We are having a terrible time with French internet company SOSH. Nothing can be resolved via their chat room. Even if they do agree to fix things on a chat they never do. How do you complain about them? Is there a consumer complaints service in France ? Thanks for your help!


----------



## Clic Clac (Aug 15, 2011)

What contract do you have with them?
Are you tied-in?

* Looks like a cancellation fee of 50-100 if you are, but might still be worth it to avoid the hassle.






Résiliation Sosh : comment mettre fin à son abonnement internet ? | Choisir.com


Vous souhaitez résilier votre box Sosh et changer de fournisseur d’accès à internet ? À première vue, les démarches peuvent être décourageantes. En réalité, cela est à la fois simple et rapide quand on connaît les modalités de résiliation Sosh. On vous explique tout…




www.choisir.com


----------



## travertine (Aug 10, 2010)

Not sure about complaints to an authority that would intervene on your behalf but there is a consumer association (reviews, discussions etc) and a quick search for SOSH turned up complaints. Might be a start. Link below to the forum:









Le forum des consommateurs - UFC-Que Choisir


Venez contribuer au forum de la 1re association de consommateurs de France !



forum.quechoisir.org


----------



## andrewcinnes (22 d ago)

Clic Clac said:


> What contract do you have with them?
> Are you tied-in?


It’s a year long internet contract. The engineer never showed to connect it so we requested a cancellation. SOSH said they had cancelled the account but now we are getting letters from debt collectors for the bills. We also have no internet access to the account as we ‘cancelled’ it! their chat rooms accept the problem but no one ever fixes it and the bills keep coming. Kafkaesque!


----------



## rynd2it (Feb 2, 2010)

andrewcinnes said:


> It’s a year long internet contract. The engineer never showed to connect it so we requested a cancellation. SOSH said they had cancelled the account but now we are getting letters from debt collectors for the bills. We also have no internet access to the account as we ‘cancelled’ it! their chat rooms accept the problem but no one ever fixes it and the bills keep coming. Kafkaesque!

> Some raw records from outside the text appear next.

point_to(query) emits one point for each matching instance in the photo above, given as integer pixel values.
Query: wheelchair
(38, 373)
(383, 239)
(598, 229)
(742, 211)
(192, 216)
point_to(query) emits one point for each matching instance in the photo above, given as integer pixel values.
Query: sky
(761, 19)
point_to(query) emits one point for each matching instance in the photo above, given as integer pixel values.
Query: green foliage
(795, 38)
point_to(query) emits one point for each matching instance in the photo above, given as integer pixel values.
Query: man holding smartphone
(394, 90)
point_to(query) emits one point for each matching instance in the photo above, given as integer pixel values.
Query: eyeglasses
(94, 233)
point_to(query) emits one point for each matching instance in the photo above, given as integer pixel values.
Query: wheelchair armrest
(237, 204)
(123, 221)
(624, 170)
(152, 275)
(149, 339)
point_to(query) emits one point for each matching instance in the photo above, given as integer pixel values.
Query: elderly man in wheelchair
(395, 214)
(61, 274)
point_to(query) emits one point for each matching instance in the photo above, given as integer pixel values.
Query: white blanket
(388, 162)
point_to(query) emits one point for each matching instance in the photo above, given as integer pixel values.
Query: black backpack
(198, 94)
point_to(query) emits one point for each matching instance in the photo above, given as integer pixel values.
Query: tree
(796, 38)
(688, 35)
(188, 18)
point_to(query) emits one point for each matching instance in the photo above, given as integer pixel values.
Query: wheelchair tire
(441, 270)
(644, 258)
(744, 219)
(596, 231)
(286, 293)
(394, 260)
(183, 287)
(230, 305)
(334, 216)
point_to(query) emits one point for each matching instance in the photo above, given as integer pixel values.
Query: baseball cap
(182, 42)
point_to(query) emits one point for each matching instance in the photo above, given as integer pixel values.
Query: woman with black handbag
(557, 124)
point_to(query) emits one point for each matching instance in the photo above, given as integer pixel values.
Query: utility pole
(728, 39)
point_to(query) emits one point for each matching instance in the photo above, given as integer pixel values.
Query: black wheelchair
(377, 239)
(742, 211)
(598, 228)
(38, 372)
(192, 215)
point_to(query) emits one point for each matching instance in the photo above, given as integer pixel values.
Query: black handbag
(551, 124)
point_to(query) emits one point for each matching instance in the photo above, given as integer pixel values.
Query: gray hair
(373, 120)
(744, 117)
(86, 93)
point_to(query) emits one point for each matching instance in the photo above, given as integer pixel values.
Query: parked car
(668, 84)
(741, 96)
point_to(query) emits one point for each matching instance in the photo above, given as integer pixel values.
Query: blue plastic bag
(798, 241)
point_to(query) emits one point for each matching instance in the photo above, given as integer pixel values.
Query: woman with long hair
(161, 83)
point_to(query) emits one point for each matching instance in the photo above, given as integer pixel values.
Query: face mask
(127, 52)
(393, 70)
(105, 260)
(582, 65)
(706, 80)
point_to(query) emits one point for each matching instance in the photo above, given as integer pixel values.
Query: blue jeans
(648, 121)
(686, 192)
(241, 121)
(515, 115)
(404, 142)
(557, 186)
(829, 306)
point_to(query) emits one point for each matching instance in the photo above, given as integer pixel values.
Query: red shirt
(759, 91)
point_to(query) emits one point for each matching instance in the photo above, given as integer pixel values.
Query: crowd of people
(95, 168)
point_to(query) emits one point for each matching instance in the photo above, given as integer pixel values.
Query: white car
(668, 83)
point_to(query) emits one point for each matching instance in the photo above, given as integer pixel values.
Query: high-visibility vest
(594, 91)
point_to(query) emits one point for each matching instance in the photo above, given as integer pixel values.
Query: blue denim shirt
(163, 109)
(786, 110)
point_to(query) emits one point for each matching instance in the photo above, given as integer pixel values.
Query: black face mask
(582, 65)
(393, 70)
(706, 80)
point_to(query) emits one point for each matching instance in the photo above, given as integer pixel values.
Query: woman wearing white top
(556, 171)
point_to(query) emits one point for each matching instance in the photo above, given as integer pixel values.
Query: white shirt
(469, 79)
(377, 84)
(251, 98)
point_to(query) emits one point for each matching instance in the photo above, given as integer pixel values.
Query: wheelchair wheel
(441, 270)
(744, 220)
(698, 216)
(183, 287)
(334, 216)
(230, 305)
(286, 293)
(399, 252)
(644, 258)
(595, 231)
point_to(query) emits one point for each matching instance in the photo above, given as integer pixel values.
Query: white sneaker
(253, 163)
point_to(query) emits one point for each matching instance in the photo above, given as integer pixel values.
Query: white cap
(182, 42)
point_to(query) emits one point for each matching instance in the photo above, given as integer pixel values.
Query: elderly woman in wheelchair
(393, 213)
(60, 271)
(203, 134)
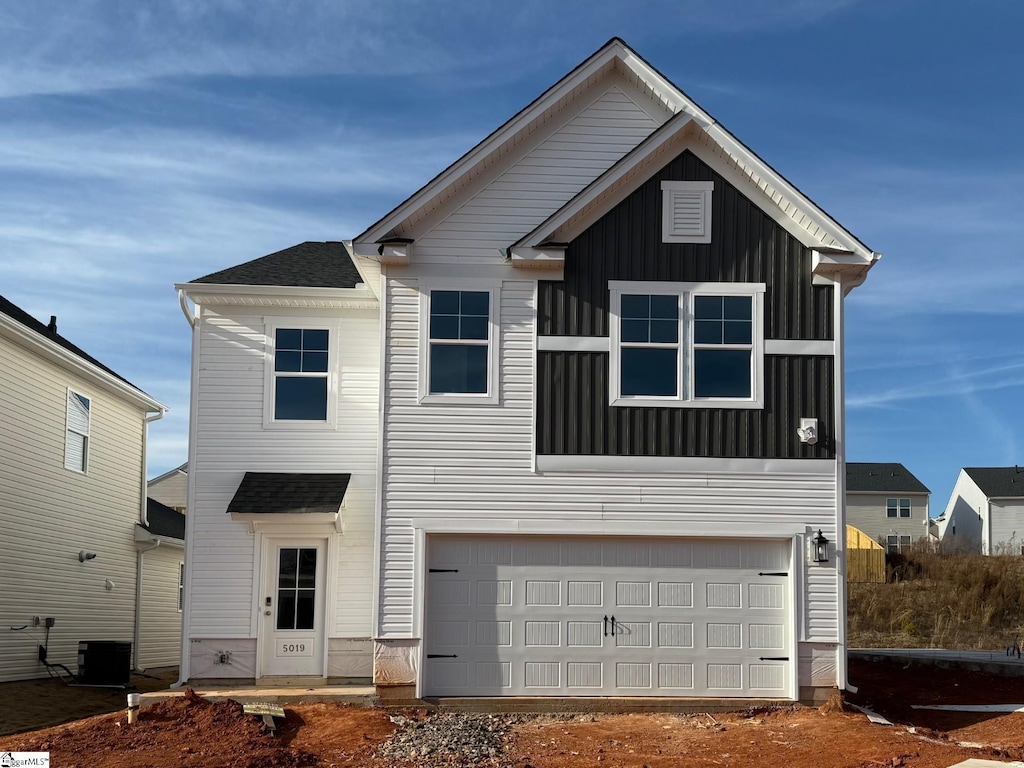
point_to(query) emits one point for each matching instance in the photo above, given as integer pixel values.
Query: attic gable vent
(686, 211)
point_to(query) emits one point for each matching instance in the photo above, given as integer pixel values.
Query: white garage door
(594, 616)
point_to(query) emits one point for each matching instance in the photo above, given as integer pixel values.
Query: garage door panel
(506, 625)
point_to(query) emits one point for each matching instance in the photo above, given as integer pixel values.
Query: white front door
(292, 622)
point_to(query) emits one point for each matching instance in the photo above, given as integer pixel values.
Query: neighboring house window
(687, 344)
(686, 211)
(459, 359)
(896, 544)
(77, 432)
(897, 507)
(301, 375)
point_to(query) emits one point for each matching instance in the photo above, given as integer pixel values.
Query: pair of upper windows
(686, 344)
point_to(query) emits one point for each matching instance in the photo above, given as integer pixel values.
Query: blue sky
(144, 143)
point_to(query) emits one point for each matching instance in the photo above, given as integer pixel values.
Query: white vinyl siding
(160, 619)
(230, 440)
(868, 513)
(49, 514)
(537, 184)
(480, 477)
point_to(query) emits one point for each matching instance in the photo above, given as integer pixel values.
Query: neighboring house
(73, 476)
(985, 512)
(887, 503)
(162, 540)
(607, 429)
(171, 488)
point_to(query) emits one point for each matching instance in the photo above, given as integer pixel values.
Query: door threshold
(291, 681)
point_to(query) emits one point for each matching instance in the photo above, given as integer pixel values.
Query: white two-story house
(78, 559)
(587, 389)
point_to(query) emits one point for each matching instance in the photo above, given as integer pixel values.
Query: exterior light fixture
(820, 547)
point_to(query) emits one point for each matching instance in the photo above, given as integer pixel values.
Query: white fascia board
(293, 296)
(739, 151)
(67, 359)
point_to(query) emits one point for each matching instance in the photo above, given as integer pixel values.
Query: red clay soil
(195, 733)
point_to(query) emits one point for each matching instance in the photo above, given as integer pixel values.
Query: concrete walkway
(995, 663)
(364, 695)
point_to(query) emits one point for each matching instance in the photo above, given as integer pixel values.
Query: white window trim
(84, 470)
(669, 190)
(899, 508)
(492, 396)
(270, 328)
(684, 373)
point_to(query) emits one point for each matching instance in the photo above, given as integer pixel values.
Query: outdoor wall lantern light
(820, 547)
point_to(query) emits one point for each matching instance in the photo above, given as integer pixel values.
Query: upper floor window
(897, 507)
(459, 360)
(77, 432)
(683, 344)
(300, 374)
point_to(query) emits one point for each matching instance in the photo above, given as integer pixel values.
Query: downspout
(194, 320)
(138, 600)
(839, 331)
(144, 520)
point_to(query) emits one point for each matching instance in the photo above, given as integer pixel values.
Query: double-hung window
(686, 344)
(300, 375)
(897, 507)
(459, 353)
(77, 432)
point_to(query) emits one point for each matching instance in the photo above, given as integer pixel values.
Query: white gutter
(195, 321)
(839, 331)
(144, 519)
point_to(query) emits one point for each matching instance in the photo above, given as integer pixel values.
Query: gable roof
(307, 264)
(163, 520)
(881, 477)
(815, 226)
(27, 321)
(998, 481)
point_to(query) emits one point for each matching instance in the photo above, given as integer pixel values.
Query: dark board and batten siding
(745, 246)
(573, 416)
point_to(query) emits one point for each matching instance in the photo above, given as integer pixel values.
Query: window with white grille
(77, 432)
(686, 211)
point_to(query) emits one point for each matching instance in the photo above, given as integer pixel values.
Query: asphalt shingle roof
(16, 313)
(289, 493)
(998, 481)
(307, 264)
(882, 477)
(164, 520)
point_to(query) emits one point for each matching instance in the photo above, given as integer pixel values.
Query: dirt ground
(30, 705)
(195, 733)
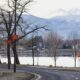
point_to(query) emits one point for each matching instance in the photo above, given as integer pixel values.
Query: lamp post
(74, 51)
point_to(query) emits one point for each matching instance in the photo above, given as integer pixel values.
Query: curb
(36, 76)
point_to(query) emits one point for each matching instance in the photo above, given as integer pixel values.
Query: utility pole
(14, 44)
(32, 49)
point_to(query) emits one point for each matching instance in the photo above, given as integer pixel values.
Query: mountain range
(63, 25)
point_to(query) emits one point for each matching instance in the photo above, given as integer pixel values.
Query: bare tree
(17, 8)
(53, 41)
(73, 37)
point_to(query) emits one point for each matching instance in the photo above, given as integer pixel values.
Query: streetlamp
(74, 51)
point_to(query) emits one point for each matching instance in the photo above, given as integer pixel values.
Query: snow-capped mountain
(61, 24)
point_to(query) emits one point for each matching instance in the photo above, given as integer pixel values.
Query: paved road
(51, 74)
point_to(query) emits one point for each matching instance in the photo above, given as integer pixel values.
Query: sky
(49, 8)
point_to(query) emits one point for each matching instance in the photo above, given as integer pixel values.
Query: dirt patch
(16, 76)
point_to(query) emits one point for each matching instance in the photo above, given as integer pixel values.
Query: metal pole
(15, 41)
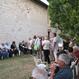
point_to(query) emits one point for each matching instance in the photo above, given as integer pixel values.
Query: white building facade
(21, 19)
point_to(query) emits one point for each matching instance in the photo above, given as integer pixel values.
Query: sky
(45, 1)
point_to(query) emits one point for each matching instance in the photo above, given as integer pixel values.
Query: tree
(65, 13)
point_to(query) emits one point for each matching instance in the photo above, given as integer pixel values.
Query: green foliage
(65, 13)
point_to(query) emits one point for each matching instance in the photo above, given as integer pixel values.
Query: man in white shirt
(30, 44)
(54, 46)
(46, 48)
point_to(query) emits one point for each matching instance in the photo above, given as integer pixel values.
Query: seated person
(63, 70)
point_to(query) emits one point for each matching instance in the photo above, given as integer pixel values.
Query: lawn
(17, 67)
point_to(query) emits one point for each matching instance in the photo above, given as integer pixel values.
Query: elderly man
(61, 69)
(39, 72)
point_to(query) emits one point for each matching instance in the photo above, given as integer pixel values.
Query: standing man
(54, 46)
(46, 49)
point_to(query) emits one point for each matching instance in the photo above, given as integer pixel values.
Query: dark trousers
(46, 56)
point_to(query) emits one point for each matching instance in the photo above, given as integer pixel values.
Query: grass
(17, 67)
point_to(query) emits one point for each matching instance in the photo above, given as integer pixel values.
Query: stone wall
(21, 19)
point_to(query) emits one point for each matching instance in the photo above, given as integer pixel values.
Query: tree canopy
(65, 13)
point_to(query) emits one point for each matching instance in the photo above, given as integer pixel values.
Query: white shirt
(46, 44)
(30, 42)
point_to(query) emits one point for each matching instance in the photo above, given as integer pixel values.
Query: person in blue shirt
(65, 72)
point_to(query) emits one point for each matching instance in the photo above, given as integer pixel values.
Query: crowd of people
(61, 55)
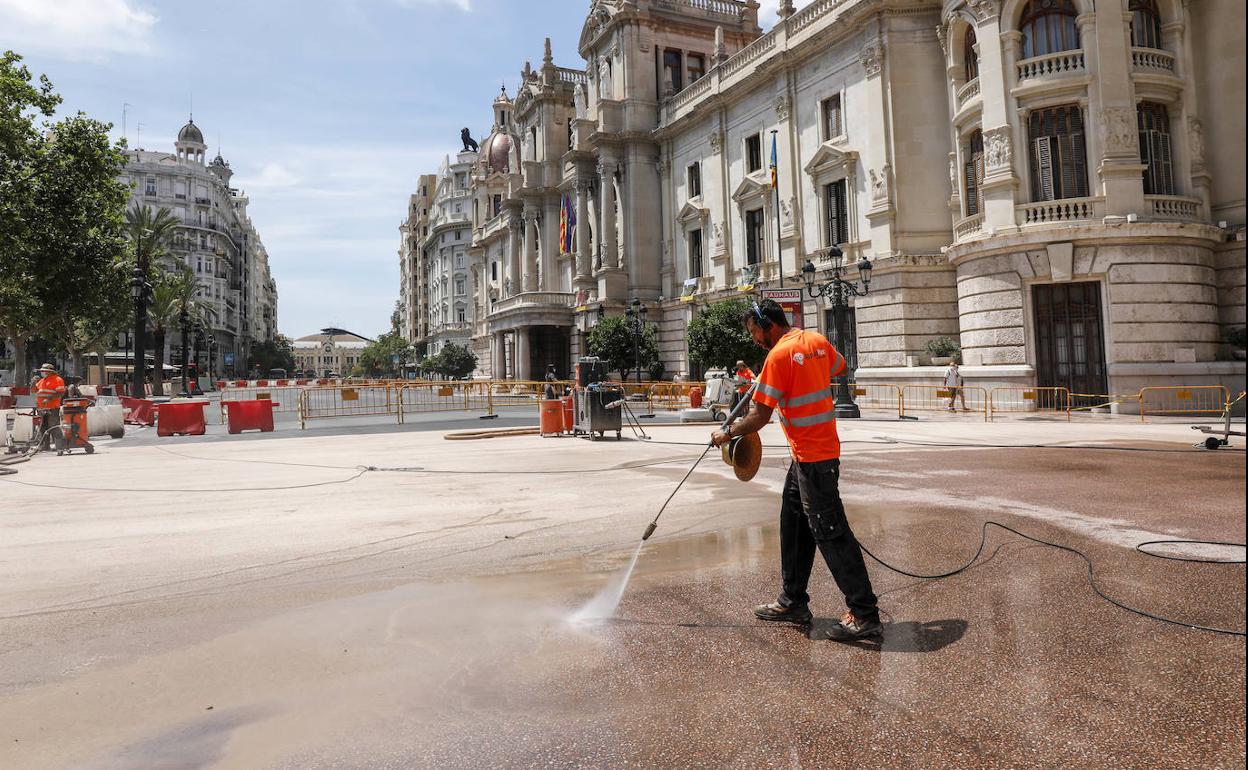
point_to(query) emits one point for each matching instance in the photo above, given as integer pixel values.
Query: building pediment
(692, 214)
(600, 14)
(749, 190)
(829, 157)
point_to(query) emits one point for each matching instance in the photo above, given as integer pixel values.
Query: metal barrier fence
(427, 397)
(877, 396)
(1183, 399)
(936, 398)
(1017, 399)
(286, 399)
(347, 401)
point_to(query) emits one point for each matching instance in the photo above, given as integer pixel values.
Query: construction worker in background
(49, 392)
(744, 378)
(796, 377)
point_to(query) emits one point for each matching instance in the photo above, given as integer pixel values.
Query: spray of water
(603, 605)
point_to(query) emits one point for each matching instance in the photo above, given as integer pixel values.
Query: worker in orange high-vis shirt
(49, 392)
(796, 380)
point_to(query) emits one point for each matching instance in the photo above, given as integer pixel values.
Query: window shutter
(1163, 180)
(1042, 155)
(972, 189)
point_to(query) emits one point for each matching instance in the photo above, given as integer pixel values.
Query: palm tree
(150, 233)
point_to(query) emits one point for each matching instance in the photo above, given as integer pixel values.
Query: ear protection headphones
(764, 322)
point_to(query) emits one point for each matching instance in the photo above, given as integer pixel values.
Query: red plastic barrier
(250, 416)
(139, 411)
(180, 418)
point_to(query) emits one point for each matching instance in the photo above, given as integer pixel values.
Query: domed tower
(221, 169)
(496, 151)
(190, 142)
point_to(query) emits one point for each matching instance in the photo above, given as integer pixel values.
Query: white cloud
(76, 29)
(464, 5)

SOSH is part of Orange, have you tried calling the Orange English Helpline?


----------



## Lalla (May 12, 2021)

These days it's a good strategy to shame them on social media such as Twitter. It often gets the most prompt response. 😁


----------



## Befuddled (Jul 9, 2021)

Sosh can be a great no-frills deal and a money saver but people need to be aware. When something goes wrong it can be a nightmare. So far we've had no problems with it but always at the back of my mind there is the fear that when things go wrong it may well be unresolvable. Although it is a branch of Orange, any problem gets the runaround just as if you were with another company having an agreement to use Orange's infrastructure. You get bounced around between the two, both denying responsibility.


----------